CoLo-CAM: Class Activation Mapping for Object Co-Localization in Weakly-Labeled Unconstrained Videos
Soufiane Belharbi, Shakeeb Murtaza, Marco Pedersoli, Ismail Ben Ayed, Luke McCaffrey, Eric Granger
TL;DR
CoLo-CAM tackles weakly supervised video object localization in unconstrained videos by introducing a color-based co-localization objective that jointly trains CAMs across multiple frames without constraining object motion. Building on an F-CAM–style encoder–decoder architecture, it combines per-frame pseudo-labels, CRF-based local consistency, and an absolute size constraint with a novel multi-frame color CRF term that enforces consistent activations on similarly colored pixels across frames. The method achieves state-of-the-art CorLoc on YouTube-Object datasets, demonstrating robustness to long-term temporal dependencies and producing sharper, more complete object activations while maintaining practical inference speed.
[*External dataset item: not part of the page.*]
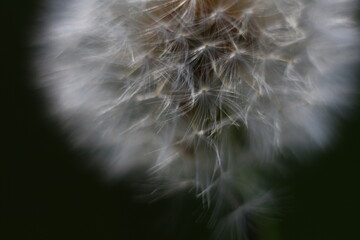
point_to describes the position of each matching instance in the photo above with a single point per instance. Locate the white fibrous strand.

Limitations include frames without the target object and temporal instability in inference, suggesting directions for incorporating frame-level presence detection and improved temporal inference strategies.
Abstract
Leveraging spatiotemporal information in videos is critical for weakly supervised video object localization (WSVOL) tasks. However, state-of-the-art methods only rely on visual and motion cues, while discarding discriminative information, making them susceptible to inaccurate localizations. Recently, discriminative models have been explored for WSVOL tasks using a temporal class activation mapping (CAM) method. Although their results are promising, objects are assumed to have limited movement from frame to frame, leading to degradation in performance for relatively long-term dependencies. This paper proposes a novel CAM method for WSVOL that exploits spatiotemporal information in activation maps during training without constraining an object's position. Its training relies on Co-Localization, hence, the name CoLo-CAM. Given a sequence of frames, localization is jointly learned based on color cues extracted across the corresponding maps, by assuming that an object has similar color in consecutive frames. CAM activations are constrained to respond similarly over pixels with similar colors, achieving co-localization. This improves localization performance because the joint learning creates direct communication among pixels across all image locations and over all frames, allowing for transfer, aggregation, and correction of localizations. Co-localization is integrated into training by minimizing the color term of a conditional random field (CRF) loss over a sequence of frames/CAMs. Extensive experiments on two challenging YouTube-Objects datasets of unconstrained videos show the merits of our method, and its robustness to long-term dependencies, leading to new state-of-the-art performance for WSVOL task.